Secondo Saviano, ma questo rientra nella logica dei fatti moderni ed è un fatto che solo la politica non vuole accettare e fa finta di non capire, la mafia non è più un mondo a se, e fa l’esempio del prestanome dei mafiosi del sud  “il partito del cemento” ricordando la sua presenza  nell’economia legale, gli appalti dei lavori pubblici, le imprese di riciclaggio dei rifiuti, ecc…”   
Le osservazioni di Saviano sono condivise da tutti i cittadini che hanno preso coscienza che la mafia va debellata ma il problema è che la ramificazioni mafiose e della massoneria deviata che ne tira le fila all’interno delle istituzioni sono così estese che appare quasi una impresa difficile.  Paradossalmente la mafia all’interno delle istituzioni dovrebbe combattere se stessa e la sua manovalanza.

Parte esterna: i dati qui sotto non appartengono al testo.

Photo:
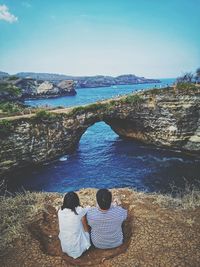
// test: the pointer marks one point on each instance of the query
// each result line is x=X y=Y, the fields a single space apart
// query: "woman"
x=74 y=231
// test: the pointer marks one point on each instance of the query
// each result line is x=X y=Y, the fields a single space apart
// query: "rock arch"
x=173 y=120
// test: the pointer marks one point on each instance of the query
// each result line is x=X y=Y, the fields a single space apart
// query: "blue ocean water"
x=102 y=159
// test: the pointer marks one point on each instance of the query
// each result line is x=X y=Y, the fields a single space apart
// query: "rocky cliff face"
x=164 y=117
x=88 y=81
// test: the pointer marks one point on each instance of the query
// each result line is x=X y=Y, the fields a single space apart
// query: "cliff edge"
x=165 y=231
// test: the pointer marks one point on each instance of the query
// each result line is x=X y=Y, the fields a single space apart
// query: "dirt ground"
x=163 y=235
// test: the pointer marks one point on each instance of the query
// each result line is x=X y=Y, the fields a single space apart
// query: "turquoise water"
x=102 y=159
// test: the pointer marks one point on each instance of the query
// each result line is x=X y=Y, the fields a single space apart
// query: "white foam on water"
x=64 y=158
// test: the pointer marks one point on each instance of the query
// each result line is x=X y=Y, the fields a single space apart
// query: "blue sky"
x=151 y=38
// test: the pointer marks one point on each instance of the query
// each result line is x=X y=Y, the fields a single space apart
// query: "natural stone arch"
x=28 y=140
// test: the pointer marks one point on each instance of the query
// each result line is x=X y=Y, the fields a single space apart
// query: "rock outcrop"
x=31 y=88
x=88 y=81
x=163 y=117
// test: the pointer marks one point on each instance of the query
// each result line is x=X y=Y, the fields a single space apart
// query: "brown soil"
x=161 y=236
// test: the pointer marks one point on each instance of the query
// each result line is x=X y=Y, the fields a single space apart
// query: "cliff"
x=163 y=117
x=160 y=231
x=88 y=81
x=13 y=88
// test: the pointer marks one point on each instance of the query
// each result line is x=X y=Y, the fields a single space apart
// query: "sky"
x=150 y=38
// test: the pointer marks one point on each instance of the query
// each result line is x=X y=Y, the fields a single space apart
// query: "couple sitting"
x=105 y=222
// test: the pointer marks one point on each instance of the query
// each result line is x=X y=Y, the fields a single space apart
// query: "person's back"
x=106 y=222
x=74 y=239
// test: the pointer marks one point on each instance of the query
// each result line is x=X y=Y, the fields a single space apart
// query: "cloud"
x=6 y=15
x=26 y=4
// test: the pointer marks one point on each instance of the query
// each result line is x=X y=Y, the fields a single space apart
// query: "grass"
x=20 y=209
x=5 y=128
x=132 y=99
x=15 y=213
x=187 y=198
x=10 y=89
x=184 y=86
x=43 y=115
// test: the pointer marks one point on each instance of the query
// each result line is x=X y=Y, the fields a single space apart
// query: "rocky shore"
x=14 y=88
x=167 y=118
x=84 y=81
x=165 y=231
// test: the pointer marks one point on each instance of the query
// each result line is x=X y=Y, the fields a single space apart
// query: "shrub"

Il caso della guerra delle procure tra Salerno e Catanzaro trasmette un senso di inquietudine e paura perché la magistratura che da tempo è considerata dai cittadini una istituzione politicizzata che fa politica nel sistema Italia, appare essa stessa malata di infiltrazioni massoniche e mafiose.
Sembra che le morti di poliziotti, carabinieri e giudici che hanno lottato contro le deviazioni dello stato e della mafia siano uno sbiadito ricordo. Ora si lotta gli uni contro gli altri. Dalla politica alla giustizia, passando per la sanità, l’industria, la finanza e il sociale.
Si arrangi chi può ormai, l’Italia è una repubblica fondata sul lavoro. Il diritto, la giustizia, l’equità sociale e  l’onestà sono altra cosa.